Nabi Ayub tidak tergoda
oleh rayuan setan yang mencoba merayu untuk melakukan perbuatan yang dibenci
Allah. Allah Swt. Menguji kembali Nabi Ayub As. Dengan mewafatkan seluruh
anak-anaknya. Betapa sedihnya bila seorang ayah ditinggal oleh anak-anaknya
yang dicintai dan disayangi. Ternyata, ujian kedua ini pun dapat dilewatinya
dengan baik. Kemudian Allah mengujinya kembali kesabaran Nabi Ayub As. Allah
mengujinya dengan mendatangkan penykit kulit selama 7 tahun. Penyakit tersebut
akan kelihatan sangat menjijikan bagi orang lain yang melihatnya. Seluruh sanak
saudara, sahabat, handai taulan,dan tetanggnya menjauhi beliau. Orang yang
masih setia dan menunggu dan merawat beliau adalah istrinya.
Semakin berat cobaan,
maka akan semakin terlihat mutu hamba tersebut dan semakin tinggi derajatnya
disisi Allah Swt. Isteri Nabi
Ayub As. Bernama Rahmah. Beliau adalah seorang isteri yang sangat setia, taat,
dan beriman kepada Allah Swt. Kesabaran isteri Nabi Ayub As. Dengan merawat
suaminya, membuat setan tidak senang. Setan berupaya mencari jalan agar istri
Nabi Ayub As tidak lagi mau merawat serta melayani suaminya yang sedang sakit. Istri Nabi Ayub As lama kelamaan tergoda juga dengan
ajakan dan rayuan setan. Ia akhirnya menjadi enggan menunggui dan merawat
istrinya lama-lama. Nabi Ayub As rupanya mengetahui bahwa isterinya berbuat hal
tersebut. Nabi Ayub menjadi marah dan seraya berkata kepada istrinya bahwa
apabila ia sembuh ia akan memukul istrinya seratus kali.

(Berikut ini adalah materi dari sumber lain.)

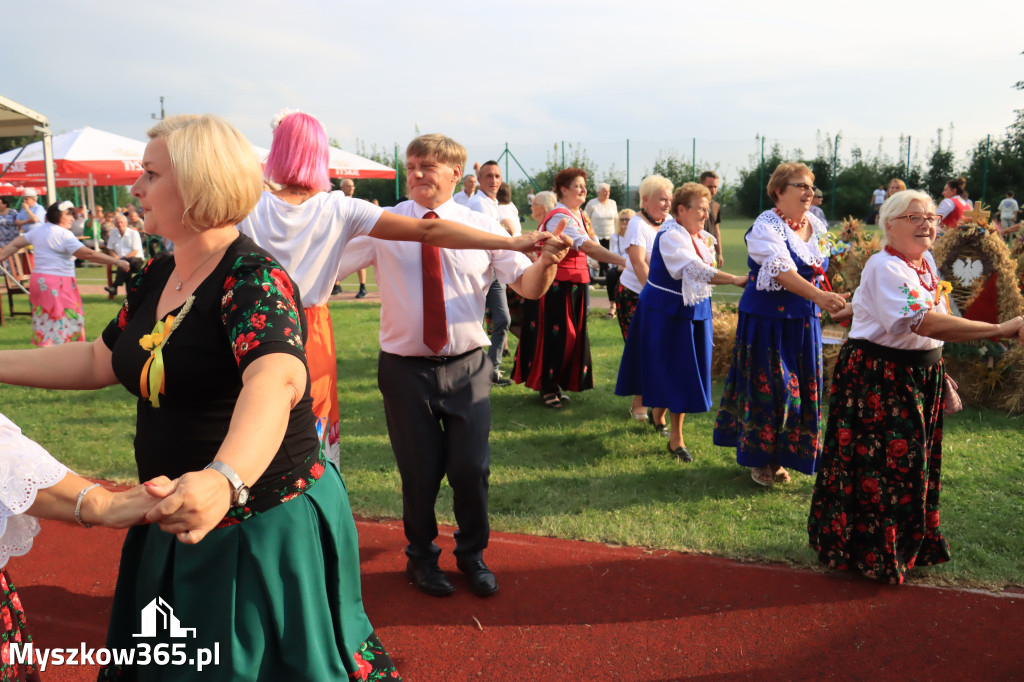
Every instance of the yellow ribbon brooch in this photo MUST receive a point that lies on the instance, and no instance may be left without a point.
(151, 383)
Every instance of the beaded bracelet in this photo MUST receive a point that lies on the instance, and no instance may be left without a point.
(78, 505)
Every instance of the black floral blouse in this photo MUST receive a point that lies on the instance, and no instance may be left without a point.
(248, 307)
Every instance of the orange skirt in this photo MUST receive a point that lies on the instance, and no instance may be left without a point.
(324, 378)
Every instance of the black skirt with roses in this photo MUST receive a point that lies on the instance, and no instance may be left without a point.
(876, 503)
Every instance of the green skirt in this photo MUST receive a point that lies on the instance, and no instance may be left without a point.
(274, 597)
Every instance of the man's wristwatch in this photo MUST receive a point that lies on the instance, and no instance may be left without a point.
(240, 492)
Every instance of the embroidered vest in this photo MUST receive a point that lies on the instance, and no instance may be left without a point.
(664, 293)
(573, 266)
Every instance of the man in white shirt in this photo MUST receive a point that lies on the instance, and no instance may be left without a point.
(713, 223)
(126, 244)
(468, 187)
(348, 188)
(1009, 208)
(485, 202)
(436, 389)
(31, 213)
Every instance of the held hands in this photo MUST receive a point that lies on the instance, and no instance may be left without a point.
(192, 505)
(832, 302)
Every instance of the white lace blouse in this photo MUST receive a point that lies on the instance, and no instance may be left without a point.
(767, 244)
(890, 301)
(689, 260)
(25, 469)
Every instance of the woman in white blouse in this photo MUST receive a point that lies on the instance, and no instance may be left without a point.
(672, 322)
(876, 503)
(36, 485)
(655, 199)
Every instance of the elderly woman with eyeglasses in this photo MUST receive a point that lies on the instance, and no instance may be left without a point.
(876, 502)
(770, 408)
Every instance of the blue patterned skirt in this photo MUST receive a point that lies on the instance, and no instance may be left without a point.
(771, 408)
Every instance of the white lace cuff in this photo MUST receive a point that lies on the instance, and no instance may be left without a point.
(695, 282)
(25, 469)
(770, 268)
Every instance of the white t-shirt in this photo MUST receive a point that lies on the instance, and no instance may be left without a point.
(638, 232)
(480, 203)
(890, 300)
(1008, 208)
(462, 198)
(467, 274)
(54, 249)
(603, 217)
(308, 239)
(510, 213)
(124, 245)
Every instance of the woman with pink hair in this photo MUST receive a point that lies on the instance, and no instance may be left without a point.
(306, 226)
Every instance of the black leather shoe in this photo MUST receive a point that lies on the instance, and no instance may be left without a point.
(481, 581)
(429, 579)
(681, 454)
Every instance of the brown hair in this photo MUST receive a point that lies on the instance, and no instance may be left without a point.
(686, 194)
(565, 178)
(783, 173)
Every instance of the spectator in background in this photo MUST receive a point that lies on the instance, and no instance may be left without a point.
(616, 245)
(878, 198)
(468, 187)
(603, 214)
(1009, 208)
(485, 202)
(348, 188)
(32, 213)
(507, 210)
(816, 206)
(125, 244)
(8, 226)
(713, 223)
(952, 206)
(895, 185)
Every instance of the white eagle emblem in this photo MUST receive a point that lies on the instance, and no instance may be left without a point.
(967, 270)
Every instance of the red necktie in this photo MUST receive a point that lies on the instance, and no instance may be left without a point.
(434, 322)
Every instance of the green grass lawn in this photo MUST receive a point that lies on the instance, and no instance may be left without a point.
(585, 472)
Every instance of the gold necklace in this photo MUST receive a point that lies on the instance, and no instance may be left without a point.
(182, 282)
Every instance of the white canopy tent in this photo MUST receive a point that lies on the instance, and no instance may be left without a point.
(16, 120)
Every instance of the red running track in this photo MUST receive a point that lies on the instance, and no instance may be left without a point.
(588, 611)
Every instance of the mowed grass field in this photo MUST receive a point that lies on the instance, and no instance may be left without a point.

Selama Nabi Ayub menderita penykit kulit kurang lebih 7 tahun, beliau
dengan tabah dan sabar menjalani ujian tersebut. Beliau dengan sabar dan penuh
ketekunan selalu berdoa kepada kepada Allah untuk kesembuhan penyakitnya.
Allah Swt memperkenankan doa beliau. Allah memerintahkan
Nabi Ayub As untuk menghentangkan kakinya di bumi. Beliau menaati perintah itu.
Maka keluarlah air dari bekas kakinya. Atas petunjuk Allah Swt., Nabi Ayub
kemudian mandi dan minum dengan air itu. Akhirnya beliau sembuh dari
penyakitnya dan ia dapat berkumpul dengan keluarganya.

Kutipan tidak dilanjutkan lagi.